The rapid pace of innovation has also left behind underserved markets. Many industries are struggling to incorporate machine learning into their enterprise operations. Others view the whole endeavor as science fiction or something that happens in Silicon Valley, and they dismiss the process altogether. However, there is potential for many jobs in implementation to open up if adoption reaches a tipping point. Furthermore, there is already an untapped value in lightweight models that can be written by non-experts using available free libraries. Algorithms for predicting demand can be carried out on smaller sets of clean, structured data and could benefit almost any company that needs to forecast for hiring or logistics. Given the lack of products and services geared at these non-high tech firms, these gaps are likely avenues for an entrepreneur to capture some of that untapped value.

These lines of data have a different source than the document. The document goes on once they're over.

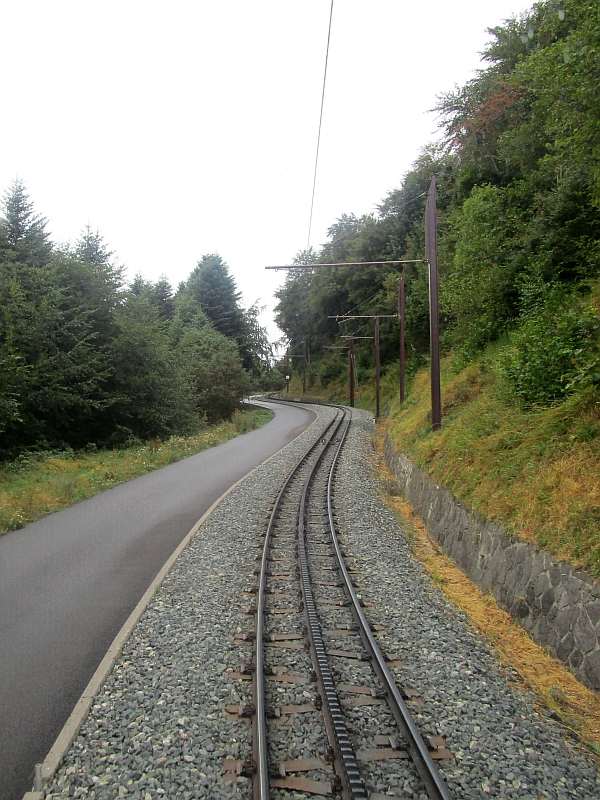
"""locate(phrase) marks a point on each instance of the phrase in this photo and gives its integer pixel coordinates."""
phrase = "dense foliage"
(518, 173)
(88, 361)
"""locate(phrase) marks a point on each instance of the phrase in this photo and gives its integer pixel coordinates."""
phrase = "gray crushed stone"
(159, 728)
(502, 746)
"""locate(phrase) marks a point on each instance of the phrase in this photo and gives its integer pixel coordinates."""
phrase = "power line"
(312, 202)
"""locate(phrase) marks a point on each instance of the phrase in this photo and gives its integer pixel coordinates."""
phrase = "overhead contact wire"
(312, 202)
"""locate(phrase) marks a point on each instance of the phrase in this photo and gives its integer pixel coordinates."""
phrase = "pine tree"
(214, 289)
(24, 229)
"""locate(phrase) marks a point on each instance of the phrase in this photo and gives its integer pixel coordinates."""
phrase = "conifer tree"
(25, 230)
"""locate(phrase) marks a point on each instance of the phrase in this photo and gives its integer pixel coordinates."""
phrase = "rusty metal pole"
(401, 305)
(304, 366)
(351, 354)
(434, 313)
(377, 367)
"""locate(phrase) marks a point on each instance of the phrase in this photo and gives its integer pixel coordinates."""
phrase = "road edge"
(71, 728)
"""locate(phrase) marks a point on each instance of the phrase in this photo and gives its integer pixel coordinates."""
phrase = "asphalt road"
(69, 581)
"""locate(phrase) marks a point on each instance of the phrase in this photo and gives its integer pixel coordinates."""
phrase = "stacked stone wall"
(557, 605)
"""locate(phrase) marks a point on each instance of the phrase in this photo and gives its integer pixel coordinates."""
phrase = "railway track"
(328, 718)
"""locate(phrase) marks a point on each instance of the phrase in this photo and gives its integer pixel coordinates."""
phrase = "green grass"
(536, 471)
(42, 483)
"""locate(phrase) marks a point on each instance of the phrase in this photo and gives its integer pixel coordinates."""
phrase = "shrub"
(553, 352)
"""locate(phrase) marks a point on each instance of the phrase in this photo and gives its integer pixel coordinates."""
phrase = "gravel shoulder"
(159, 726)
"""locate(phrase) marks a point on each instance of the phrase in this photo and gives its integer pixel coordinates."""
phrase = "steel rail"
(331, 704)
(261, 781)
(434, 783)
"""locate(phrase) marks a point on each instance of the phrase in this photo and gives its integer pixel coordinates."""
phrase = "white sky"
(190, 127)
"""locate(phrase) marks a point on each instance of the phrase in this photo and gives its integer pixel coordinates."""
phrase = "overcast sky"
(184, 128)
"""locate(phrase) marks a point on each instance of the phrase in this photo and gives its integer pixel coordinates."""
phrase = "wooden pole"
(351, 354)
(377, 367)
(304, 348)
(401, 306)
(434, 313)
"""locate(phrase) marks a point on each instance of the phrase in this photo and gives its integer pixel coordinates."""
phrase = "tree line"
(88, 361)
(518, 173)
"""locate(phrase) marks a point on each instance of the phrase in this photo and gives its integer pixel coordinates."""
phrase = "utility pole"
(304, 352)
(377, 368)
(434, 314)
(401, 306)
(287, 372)
(351, 354)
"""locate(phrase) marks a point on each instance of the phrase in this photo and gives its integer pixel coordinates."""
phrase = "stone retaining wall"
(558, 606)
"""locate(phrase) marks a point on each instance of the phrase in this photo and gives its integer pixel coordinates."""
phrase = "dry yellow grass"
(577, 707)
(535, 471)
(53, 483)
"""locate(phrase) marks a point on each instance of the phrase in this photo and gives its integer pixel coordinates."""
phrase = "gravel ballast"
(160, 727)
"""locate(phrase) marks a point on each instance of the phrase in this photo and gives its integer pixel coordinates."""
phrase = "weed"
(40, 483)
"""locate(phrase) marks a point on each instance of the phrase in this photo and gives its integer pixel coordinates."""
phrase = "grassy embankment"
(38, 485)
(535, 471)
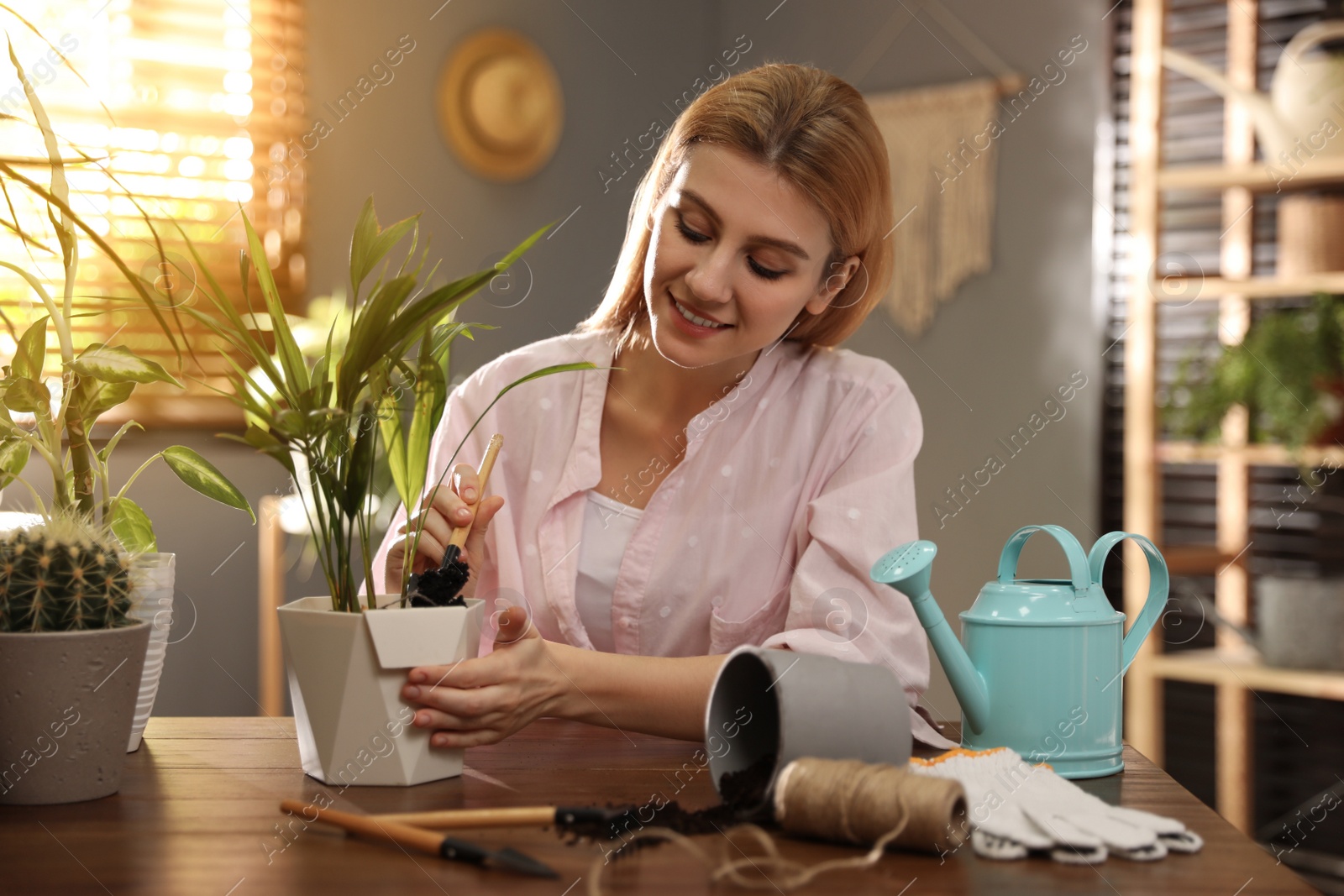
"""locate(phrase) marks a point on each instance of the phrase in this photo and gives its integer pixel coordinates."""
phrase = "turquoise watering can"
(1043, 663)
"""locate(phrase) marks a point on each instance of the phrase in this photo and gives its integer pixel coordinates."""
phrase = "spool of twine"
(837, 799)
(857, 802)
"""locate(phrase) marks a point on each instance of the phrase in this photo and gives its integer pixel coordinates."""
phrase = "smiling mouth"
(696, 318)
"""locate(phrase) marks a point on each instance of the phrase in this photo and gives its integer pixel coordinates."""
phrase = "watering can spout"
(907, 570)
(1274, 136)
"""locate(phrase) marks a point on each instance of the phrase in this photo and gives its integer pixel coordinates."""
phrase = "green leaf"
(430, 396)
(291, 359)
(112, 443)
(27, 396)
(370, 244)
(266, 443)
(132, 527)
(92, 398)
(360, 465)
(118, 364)
(202, 476)
(394, 443)
(13, 457)
(31, 354)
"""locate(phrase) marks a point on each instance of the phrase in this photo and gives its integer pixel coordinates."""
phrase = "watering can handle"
(1312, 35)
(1158, 587)
(1074, 551)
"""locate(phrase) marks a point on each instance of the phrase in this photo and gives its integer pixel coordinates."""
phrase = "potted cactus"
(376, 391)
(71, 652)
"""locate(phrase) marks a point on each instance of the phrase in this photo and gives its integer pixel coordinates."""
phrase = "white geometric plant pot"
(346, 679)
(152, 582)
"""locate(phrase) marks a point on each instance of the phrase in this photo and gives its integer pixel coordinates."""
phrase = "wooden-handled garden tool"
(443, 587)
(425, 841)
(566, 819)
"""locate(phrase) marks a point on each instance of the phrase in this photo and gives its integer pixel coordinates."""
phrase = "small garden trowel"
(443, 587)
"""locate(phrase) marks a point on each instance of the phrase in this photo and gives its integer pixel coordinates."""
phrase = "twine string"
(833, 799)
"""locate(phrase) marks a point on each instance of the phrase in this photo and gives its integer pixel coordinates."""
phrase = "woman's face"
(741, 250)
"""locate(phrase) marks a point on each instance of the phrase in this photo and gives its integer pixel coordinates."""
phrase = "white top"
(608, 526)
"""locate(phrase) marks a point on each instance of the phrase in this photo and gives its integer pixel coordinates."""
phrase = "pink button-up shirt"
(792, 485)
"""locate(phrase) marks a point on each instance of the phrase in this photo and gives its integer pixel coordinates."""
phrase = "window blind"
(186, 109)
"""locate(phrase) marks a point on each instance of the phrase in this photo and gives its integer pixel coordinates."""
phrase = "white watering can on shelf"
(1305, 103)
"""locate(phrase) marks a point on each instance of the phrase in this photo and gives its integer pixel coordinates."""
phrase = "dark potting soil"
(743, 801)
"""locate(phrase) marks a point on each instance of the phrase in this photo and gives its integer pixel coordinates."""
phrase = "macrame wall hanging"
(942, 190)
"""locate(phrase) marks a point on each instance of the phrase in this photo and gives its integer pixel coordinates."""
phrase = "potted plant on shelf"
(378, 389)
(71, 651)
(1288, 372)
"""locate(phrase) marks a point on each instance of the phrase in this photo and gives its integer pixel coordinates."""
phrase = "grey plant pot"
(796, 705)
(1301, 622)
(66, 708)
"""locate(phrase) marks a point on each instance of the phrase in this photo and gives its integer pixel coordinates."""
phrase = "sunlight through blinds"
(186, 107)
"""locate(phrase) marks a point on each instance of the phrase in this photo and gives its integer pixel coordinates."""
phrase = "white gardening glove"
(1015, 808)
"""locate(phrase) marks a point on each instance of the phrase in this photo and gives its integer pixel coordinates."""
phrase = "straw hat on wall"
(501, 105)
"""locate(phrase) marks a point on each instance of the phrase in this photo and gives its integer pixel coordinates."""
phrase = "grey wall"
(992, 356)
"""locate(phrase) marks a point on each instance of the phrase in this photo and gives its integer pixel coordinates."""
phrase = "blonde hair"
(815, 130)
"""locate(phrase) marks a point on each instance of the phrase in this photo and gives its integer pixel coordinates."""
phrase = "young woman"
(732, 479)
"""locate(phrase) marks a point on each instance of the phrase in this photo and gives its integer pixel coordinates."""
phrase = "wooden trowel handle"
(483, 476)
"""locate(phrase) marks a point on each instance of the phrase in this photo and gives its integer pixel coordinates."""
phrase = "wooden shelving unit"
(1231, 668)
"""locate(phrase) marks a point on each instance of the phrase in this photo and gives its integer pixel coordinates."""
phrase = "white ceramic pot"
(152, 582)
(346, 676)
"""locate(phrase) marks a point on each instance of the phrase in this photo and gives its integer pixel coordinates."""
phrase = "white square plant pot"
(346, 679)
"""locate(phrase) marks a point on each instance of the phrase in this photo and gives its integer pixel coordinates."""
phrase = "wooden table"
(198, 815)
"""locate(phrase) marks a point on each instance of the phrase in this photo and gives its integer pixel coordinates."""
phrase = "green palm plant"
(376, 390)
(1288, 372)
(93, 379)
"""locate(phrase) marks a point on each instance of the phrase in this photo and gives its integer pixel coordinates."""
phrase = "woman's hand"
(444, 511)
(484, 700)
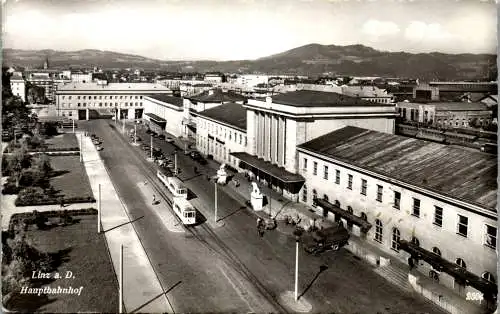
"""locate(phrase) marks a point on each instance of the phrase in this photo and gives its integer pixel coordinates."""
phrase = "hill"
(312, 60)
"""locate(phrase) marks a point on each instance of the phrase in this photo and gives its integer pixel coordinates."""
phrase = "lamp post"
(215, 202)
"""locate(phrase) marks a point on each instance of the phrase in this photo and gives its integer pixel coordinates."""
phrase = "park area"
(64, 243)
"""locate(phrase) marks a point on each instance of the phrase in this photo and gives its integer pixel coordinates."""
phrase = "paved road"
(243, 272)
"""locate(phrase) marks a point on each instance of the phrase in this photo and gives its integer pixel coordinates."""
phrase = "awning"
(155, 118)
(268, 168)
(452, 269)
(358, 221)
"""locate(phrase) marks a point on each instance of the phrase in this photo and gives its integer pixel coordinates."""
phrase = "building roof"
(308, 98)
(462, 174)
(460, 106)
(231, 113)
(112, 86)
(176, 101)
(217, 96)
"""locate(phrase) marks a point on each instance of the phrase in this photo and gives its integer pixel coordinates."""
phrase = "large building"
(447, 114)
(440, 200)
(164, 113)
(18, 86)
(221, 131)
(124, 100)
(275, 126)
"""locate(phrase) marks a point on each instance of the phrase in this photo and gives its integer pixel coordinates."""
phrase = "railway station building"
(83, 101)
(411, 198)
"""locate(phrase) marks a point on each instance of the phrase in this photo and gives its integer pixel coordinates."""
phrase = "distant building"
(164, 113)
(18, 86)
(446, 114)
(82, 101)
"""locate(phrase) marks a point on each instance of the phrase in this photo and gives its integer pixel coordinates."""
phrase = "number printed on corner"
(474, 296)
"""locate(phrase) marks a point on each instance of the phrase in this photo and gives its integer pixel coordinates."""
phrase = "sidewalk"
(388, 267)
(141, 285)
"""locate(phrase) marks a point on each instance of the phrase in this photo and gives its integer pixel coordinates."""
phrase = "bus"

Still, your time might be better spent trying to snag a position at one of the tech giants. According to the New York Times, AI specialists, even those without a Ph.D. can earn more than $300,000 a year.
The Sword of Damocles
One final risk to consider is the chance a future AI patent war could tear all your entrepreneurial dreams asunder. Some are speculating that the current patenting behavior of large tech firms resembles the era leading up to the smartphone wars. If this trend continues it will be relatively easy to run afoul of patented technologies. According to the ktMINE Patents App, there have been more than 10,000 applications filed since 2015. Google even owns a patent on an industry standard algorithm, which is built into its own open source library and many have likely been using it without knowing that it is patented.
Google Patent US9406017
While companies have expressed a desire to encourage innovation by making much of their research publicly available, this is likely a response to the extreme shortage of qualified experts. If the talent pool catches up with demand, firms may begin to take a less benevolent point of view. If you choose to enter the market for AI as a competitor, you do so at your own risk.